Operation of Analytics with bc2adls
In this article:
Create Staging Indexes
If your LS Central and Analytics data warehouse have very large transactional tables (xx million or more transactions) then it is a good idea to create indexes on the staging tables. This makes the ETL processes more efficient.
You can create the indexed by running the Create Staging indexes pipeline.
Before you create the staging indexes you must make sure that no other pipeline is running. If you have very large tables it is a good idea to disable the daily schedule triggers while this pipeline is completing its run.
Please follow these steps:
- In the Azure Data Factory, open the Author option, the pencil icon on the left navigation menu. Here you can see the Pipelines section, with all the available pipelines. There should be 15 pipelines.
- Expand the Pipelines section and 1 - Query Setup folder.
- Select the Create Staging Indexes pipeline.
- Click Add Trigger to trigger a pipeline run.
- In the pipeline run panel enter a value for the MinimumRowCount parameter. It is set to 100.000 by default but you can adjust it if needed.
- Click OK.
The pipeline now runs and you can monitor it from the monitor tab like the others. Once the pipeline has completed successfully you can turn the daily scheduled run trigger on again.
Because you are creating indexes it is important to maintain them so you should create a schedule trigger for the Database Maintenance pipeline as well. It is enough to run this every xx week so you can for example schedule it on the weekends or during a time where neither Scheduled run nor the Report refresh are running.
Resetting data warehouse
With the bc2adls data version, data is not kept any longer from LS Central SaaS in large pre-staging tables. The pre-staging tables now only holds the deltas for each incremental load. Therefore if you need to completely refresh the data in the data warehouse you need to follow the steps below:
Turn off trigger
Before you reset the data it is important to disable the Daily scheduled run trigger to make sure it does not run while you are running the Factory reset pipeline.
Reset all tables being exported with bc2adls
- In Export to Azure data lake Storage page navigate to the Tables section.
- Select all lines in table list (select one, shift click another line and then click on the header selection to select all lines)
- Click Resetfrom the section menu.
- A message window appears that allows you to reset the tables for only the current company or all companies.

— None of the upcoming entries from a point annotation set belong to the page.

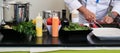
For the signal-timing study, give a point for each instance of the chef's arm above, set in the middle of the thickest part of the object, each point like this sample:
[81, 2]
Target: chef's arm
[72, 4]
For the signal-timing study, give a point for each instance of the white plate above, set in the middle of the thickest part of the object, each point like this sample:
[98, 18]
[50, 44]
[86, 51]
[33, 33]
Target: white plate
[107, 33]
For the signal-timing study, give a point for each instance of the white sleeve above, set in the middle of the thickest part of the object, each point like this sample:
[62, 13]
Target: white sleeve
[72, 4]
[116, 6]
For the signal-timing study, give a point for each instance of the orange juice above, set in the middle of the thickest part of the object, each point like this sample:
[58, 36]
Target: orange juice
[39, 26]
[55, 25]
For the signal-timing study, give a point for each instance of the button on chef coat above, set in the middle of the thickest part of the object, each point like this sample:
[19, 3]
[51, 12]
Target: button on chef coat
[98, 7]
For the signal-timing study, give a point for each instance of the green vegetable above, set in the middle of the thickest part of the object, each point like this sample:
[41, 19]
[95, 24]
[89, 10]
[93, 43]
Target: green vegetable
[27, 28]
[82, 51]
[74, 27]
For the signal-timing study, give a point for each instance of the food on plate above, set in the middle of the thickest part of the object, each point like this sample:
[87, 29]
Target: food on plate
[75, 26]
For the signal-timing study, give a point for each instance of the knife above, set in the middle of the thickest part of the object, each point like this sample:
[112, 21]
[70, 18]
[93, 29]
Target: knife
[98, 24]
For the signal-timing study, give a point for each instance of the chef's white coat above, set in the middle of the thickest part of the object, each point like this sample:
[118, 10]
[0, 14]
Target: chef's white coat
[99, 8]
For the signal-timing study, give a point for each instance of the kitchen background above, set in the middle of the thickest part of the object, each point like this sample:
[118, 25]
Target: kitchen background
[40, 5]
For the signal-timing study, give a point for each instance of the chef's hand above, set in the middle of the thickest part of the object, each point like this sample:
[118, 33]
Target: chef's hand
[89, 16]
[107, 19]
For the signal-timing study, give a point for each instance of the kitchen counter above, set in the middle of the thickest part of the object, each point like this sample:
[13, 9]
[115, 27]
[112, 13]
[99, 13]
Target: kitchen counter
[48, 41]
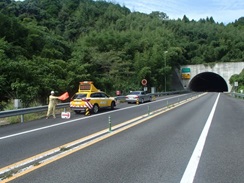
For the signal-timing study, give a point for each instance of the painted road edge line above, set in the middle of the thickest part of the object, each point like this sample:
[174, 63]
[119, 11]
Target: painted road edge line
[191, 168]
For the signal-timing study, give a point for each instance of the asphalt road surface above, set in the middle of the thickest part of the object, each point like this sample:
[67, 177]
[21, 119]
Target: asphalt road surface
[198, 141]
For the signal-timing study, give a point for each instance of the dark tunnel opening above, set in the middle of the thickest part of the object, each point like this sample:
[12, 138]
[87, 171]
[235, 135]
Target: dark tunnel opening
[208, 82]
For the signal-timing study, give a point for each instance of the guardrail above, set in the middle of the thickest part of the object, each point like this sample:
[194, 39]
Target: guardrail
[22, 111]
[237, 95]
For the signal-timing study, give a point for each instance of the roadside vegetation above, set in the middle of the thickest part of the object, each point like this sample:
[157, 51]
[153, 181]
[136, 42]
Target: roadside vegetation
[53, 45]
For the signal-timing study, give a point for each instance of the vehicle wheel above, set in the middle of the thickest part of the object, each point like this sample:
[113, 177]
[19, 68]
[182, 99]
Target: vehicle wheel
[112, 105]
[95, 109]
[77, 112]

- If you are only exporting from one company you can select Current Company but if you are exporting from several companies you can reset them all at once by selecting All Companies.
- Click OK
- A message is displayed with the count of tables that were reset.
- Click OK to close.
The tables have now been reset and the next time the export runs all records from tables that have been reset will be exported. This means that the export will probably take longer than the usual incremental export.
If you are re exporting because you are adding tables or fields you need to export the schema before again before exporting the data.
- In Export to Azure data lake Storage page click the v (downward arrow) next to the Export option in the top menu.
- Select Schema export
- A message will popup about a request being made to the external service. Allow Always is selected and you can click OK
The export goes through all the tables in a Working on it... message box and shows for which table it is currently exporting the schema.
Once you are ready to export the data you can either wait for the next scheduled export or select Export from the menu and wait for all tables to finish exporting before moving on to running the factory reset.
Trigger Factory reset pipeline
Next, you manually trigger a run of the Factory reset pipeline.
- In Azure portal navigate to the Analytics data factory
- Select the Author tab in the left menu and Navigate to 4 - ETL Flows folder
- Select the Factory reset pipeline and Click Add Trigger > Trigger now from the action menu
- Monitor the progress of the pipeline from the Monitor tab and once it has completed successfully you are done.
- Remember to enable the Daily scheduled run trigger again.
You have now completely refreshed the data warehouse data and if you added new staging tables or columns they have now been added to staging tables.
Note: Please refer to the extension guidelines to add new columns and tables to dimension and fact tables.